E-Businesses Need To Know Their Limitations

If there is any one thing that many Internet businesses have not considered in their business plans, it could be described simply as “limitations.”

Thinking that the pool of Internet users is never-ending and the possibilities exist for sales volume without a cap, many businesses have been near-sighted in their approach to e-commerce.

For the first time, many e-businesses are taking stock of their positions in the marketplace and are already re-strategizing. According to Michael Parekh, Goldman Sachs’ top Internet analyst, their actions come not a moment too soon.

“Every industry has to rethink what its business is and how it is carried out,” Parekh told a gathering of St. Louis, Missouri business people earlier this week. “We think there’s a free-for-all coming that cuts across every industry.”

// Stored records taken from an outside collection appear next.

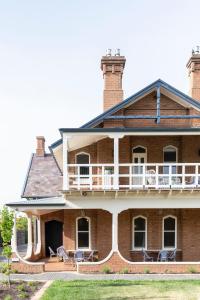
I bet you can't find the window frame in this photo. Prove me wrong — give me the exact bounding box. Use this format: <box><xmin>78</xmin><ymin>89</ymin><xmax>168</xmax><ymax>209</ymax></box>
<box><xmin>132</xmin><ymin>215</ymin><xmax>147</xmax><ymax>251</ymax></box>
<box><xmin>162</xmin><ymin>215</ymin><xmax>177</xmax><ymax>250</ymax></box>
<box><xmin>163</xmin><ymin>145</ymin><xmax>178</xmax><ymax>164</ymax></box>
<box><xmin>76</xmin><ymin>217</ymin><xmax>91</xmax><ymax>250</ymax></box>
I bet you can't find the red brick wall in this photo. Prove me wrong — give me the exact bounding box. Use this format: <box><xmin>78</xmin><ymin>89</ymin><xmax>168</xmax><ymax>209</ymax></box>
<box><xmin>119</xmin><ymin>209</ymin><xmax>183</xmax><ymax>261</ymax></box>
<box><xmin>63</xmin><ymin>209</ymin><xmax>112</xmax><ymax>259</ymax></box>
<box><xmin>69</xmin><ymin>136</ymin><xmax>200</xmax><ymax>163</ymax></box>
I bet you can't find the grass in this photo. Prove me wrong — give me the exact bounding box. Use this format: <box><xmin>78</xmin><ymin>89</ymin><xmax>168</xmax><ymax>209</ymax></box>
<box><xmin>41</xmin><ymin>280</ymin><xmax>200</xmax><ymax>300</ymax></box>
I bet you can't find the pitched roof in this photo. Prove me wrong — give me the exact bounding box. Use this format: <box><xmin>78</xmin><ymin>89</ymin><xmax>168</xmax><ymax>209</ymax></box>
<box><xmin>81</xmin><ymin>79</ymin><xmax>200</xmax><ymax>128</ymax></box>
<box><xmin>6</xmin><ymin>197</ymin><xmax>65</xmax><ymax>207</ymax></box>
<box><xmin>22</xmin><ymin>154</ymin><xmax>62</xmax><ymax>198</ymax></box>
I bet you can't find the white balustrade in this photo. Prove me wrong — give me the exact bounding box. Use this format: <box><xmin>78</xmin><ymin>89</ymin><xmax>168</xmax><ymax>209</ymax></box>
<box><xmin>67</xmin><ymin>163</ymin><xmax>200</xmax><ymax>190</ymax></box>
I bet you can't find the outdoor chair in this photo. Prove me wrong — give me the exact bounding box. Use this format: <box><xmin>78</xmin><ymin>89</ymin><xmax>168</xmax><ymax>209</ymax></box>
<box><xmin>142</xmin><ymin>249</ymin><xmax>153</xmax><ymax>261</ymax></box>
<box><xmin>74</xmin><ymin>250</ymin><xmax>85</xmax><ymax>262</ymax></box>
<box><xmin>158</xmin><ymin>250</ymin><xmax>168</xmax><ymax>262</ymax></box>
<box><xmin>84</xmin><ymin>250</ymin><xmax>94</xmax><ymax>261</ymax></box>
<box><xmin>57</xmin><ymin>246</ymin><xmax>69</xmax><ymax>262</ymax></box>
<box><xmin>168</xmin><ymin>249</ymin><xmax>177</xmax><ymax>261</ymax></box>
<box><xmin>146</xmin><ymin>169</ymin><xmax>156</xmax><ymax>185</ymax></box>
<box><xmin>48</xmin><ymin>246</ymin><xmax>56</xmax><ymax>258</ymax></box>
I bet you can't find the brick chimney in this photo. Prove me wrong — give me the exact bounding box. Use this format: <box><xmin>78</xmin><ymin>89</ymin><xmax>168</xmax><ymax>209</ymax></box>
<box><xmin>101</xmin><ymin>49</ymin><xmax>126</xmax><ymax>111</ymax></box>
<box><xmin>186</xmin><ymin>46</ymin><xmax>200</xmax><ymax>101</ymax></box>
<box><xmin>36</xmin><ymin>136</ymin><xmax>45</xmax><ymax>156</ymax></box>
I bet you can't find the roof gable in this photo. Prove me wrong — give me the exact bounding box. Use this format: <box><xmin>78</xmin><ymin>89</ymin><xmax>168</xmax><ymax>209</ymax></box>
<box><xmin>81</xmin><ymin>79</ymin><xmax>200</xmax><ymax>128</ymax></box>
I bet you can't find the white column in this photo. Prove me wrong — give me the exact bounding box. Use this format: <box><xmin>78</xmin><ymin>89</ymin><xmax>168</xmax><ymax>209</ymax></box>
<box><xmin>11</xmin><ymin>211</ymin><xmax>17</xmax><ymax>253</ymax></box>
<box><xmin>112</xmin><ymin>212</ymin><xmax>118</xmax><ymax>251</ymax></box>
<box><xmin>114</xmin><ymin>137</ymin><xmax>119</xmax><ymax>190</ymax></box>
<box><xmin>35</xmin><ymin>217</ymin><xmax>42</xmax><ymax>254</ymax></box>
<box><xmin>24</xmin><ymin>215</ymin><xmax>33</xmax><ymax>259</ymax></box>
<box><xmin>63</xmin><ymin>133</ymin><xmax>69</xmax><ymax>190</ymax></box>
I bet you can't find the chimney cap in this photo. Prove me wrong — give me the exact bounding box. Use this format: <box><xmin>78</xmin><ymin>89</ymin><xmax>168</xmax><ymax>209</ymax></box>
<box><xmin>36</xmin><ymin>135</ymin><xmax>45</xmax><ymax>156</ymax></box>
<box><xmin>192</xmin><ymin>45</ymin><xmax>200</xmax><ymax>55</ymax></box>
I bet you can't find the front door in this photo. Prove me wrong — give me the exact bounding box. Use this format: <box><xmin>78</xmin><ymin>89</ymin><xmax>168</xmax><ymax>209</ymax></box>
<box><xmin>45</xmin><ymin>220</ymin><xmax>63</xmax><ymax>256</ymax></box>
<box><xmin>132</xmin><ymin>147</ymin><xmax>147</xmax><ymax>185</ymax></box>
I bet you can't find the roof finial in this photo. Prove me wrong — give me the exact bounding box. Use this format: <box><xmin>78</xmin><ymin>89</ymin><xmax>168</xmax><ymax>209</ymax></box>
<box><xmin>106</xmin><ymin>49</ymin><xmax>112</xmax><ymax>56</ymax></box>
<box><xmin>192</xmin><ymin>46</ymin><xmax>200</xmax><ymax>55</ymax></box>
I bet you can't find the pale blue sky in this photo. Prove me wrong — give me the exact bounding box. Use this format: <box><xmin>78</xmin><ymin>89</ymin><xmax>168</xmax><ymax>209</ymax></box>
<box><xmin>0</xmin><ymin>0</ymin><xmax>200</xmax><ymax>202</ymax></box>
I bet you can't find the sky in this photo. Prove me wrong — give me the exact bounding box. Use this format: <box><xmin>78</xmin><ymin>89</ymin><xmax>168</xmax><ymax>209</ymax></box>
<box><xmin>0</xmin><ymin>0</ymin><xmax>200</xmax><ymax>203</ymax></box>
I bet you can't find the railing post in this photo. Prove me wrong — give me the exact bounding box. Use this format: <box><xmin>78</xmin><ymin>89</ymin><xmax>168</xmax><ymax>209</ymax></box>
<box><xmin>129</xmin><ymin>166</ymin><xmax>133</xmax><ymax>189</ymax></box>
<box><xmin>89</xmin><ymin>166</ymin><xmax>92</xmax><ymax>190</ymax></box>
<box><xmin>156</xmin><ymin>165</ymin><xmax>159</xmax><ymax>189</ymax></box>
<box><xmin>169</xmin><ymin>165</ymin><xmax>172</xmax><ymax>187</ymax></box>
<box><xmin>63</xmin><ymin>133</ymin><xmax>69</xmax><ymax>191</ymax></box>
<box><xmin>114</xmin><ymin>137</ymin><xmax>119</xmax><ymax>190</ymax></box>
<box><xmin>181</xmin><ymin>165</ymin><xmax>185</xmax><ymax>188</ymax></box>
<box><xmin>24</xmin><ymin>214</ymin><xmax>33</xmax><ymax>259</ymax></box>
<box><xmin>112</xmin><ymin>212</ymin><xmax>118</xmax><ymax>251</ymax></box>
<box><xmin>195</xmin><ymin>165</ymin><xmax>199</xmax><ymax>186</ymax></box>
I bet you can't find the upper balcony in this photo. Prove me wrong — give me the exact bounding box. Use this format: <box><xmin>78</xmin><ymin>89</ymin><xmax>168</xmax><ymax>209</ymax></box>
<box><xmin>67</xmin><ymin>163</ymin><xmax>200</xmax><ymax>190</ymax></box>
<box><xmin>60</xmin><ymin>128</ymin><xmax>200</xmax><ymax>191</ymax></box>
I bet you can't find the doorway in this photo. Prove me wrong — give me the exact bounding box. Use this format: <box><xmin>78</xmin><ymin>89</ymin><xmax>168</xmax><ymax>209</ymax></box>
<box><xmin>45</xmin><ymin>220</ymin><xmax>63</xmax><ymax>256</ymax></box>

Parekh, however, is not suggesting that the Internet has peaked. In fact, while just 30 percent of U.S. households have Internet access now, Parekh expects that figure to double in three years and reach 80 percent by 2005. Still, once the mad rush to get online levels off, companies have to be ready to compete in new ways.

Companies Must Be Proactive

If 2005 seems a long way off when the century has not yet even turned, consider the speed at which e-commerce is growing and the great strides that can be made in a five-year-period.

For the sake of perspective, consider where e-commerce was in 1995 and where it is today. Time flies when you’re building a new world order.

To keep pace, major players in e-commerce are now following their commercial forefathers and exercising their most promising option — diversification.

For example, AOL is now the seventh largest long-distance carrier in the U.S., as well as being the leading ISP. Both Gateway and Dell have formed alliances with ISPs to market computers, sometimes at little or no cost to the consumer.

Those deals may be as much about increasing user numbers as about diversification, but the impetus is certainly to generate product interest and keep brand names alive and thriving.

Never Get Too Comfortable

Still, e-businesses keep a keen eye on the numbers. Because of the fact that Web usage, sales and growth patterns are so easy to monitor, e-commerce is perhaps the most scrutinized industry ever conceived. Smart businesses are paying special attention to the growth or lack of it in user numbers.

Despite Parekh’s forecast of tens of millions of new users by 2005, a new study by Cyber Dialogue paints a more dismal picture. Cyber Dialogue found that most affluent adults are already online and low-to-moderate income adults are not being lured into cyberspace in large numbers.

Cyber Dialogue’s most alarming finding: A third of those surveyed say they have “no need” for the Net. Further, 27 million adults this year stopped using the Web after trying it, up from 9.4 million in 1997.

Findings like these are likely to spark some e-businesses to follow Parekh’s directive and re-strategize now, before it is too late. It appears to be time to shift the focus from simply drawing new customers to making things more attractive to the existing consumer base, and significantly improving customer service levels.

Possibly the most important business shift will come in finding ways to make more money from each sale, by diversifying product offerings and offering higher-end items in the inventory.

“We think the story for the Internet is just beginning,” Parekh said. “Internet businesses are still being invented. We can’t tell you what they will be doing five years from now because they’re still trying to figure out what you will be doing and what you will want.”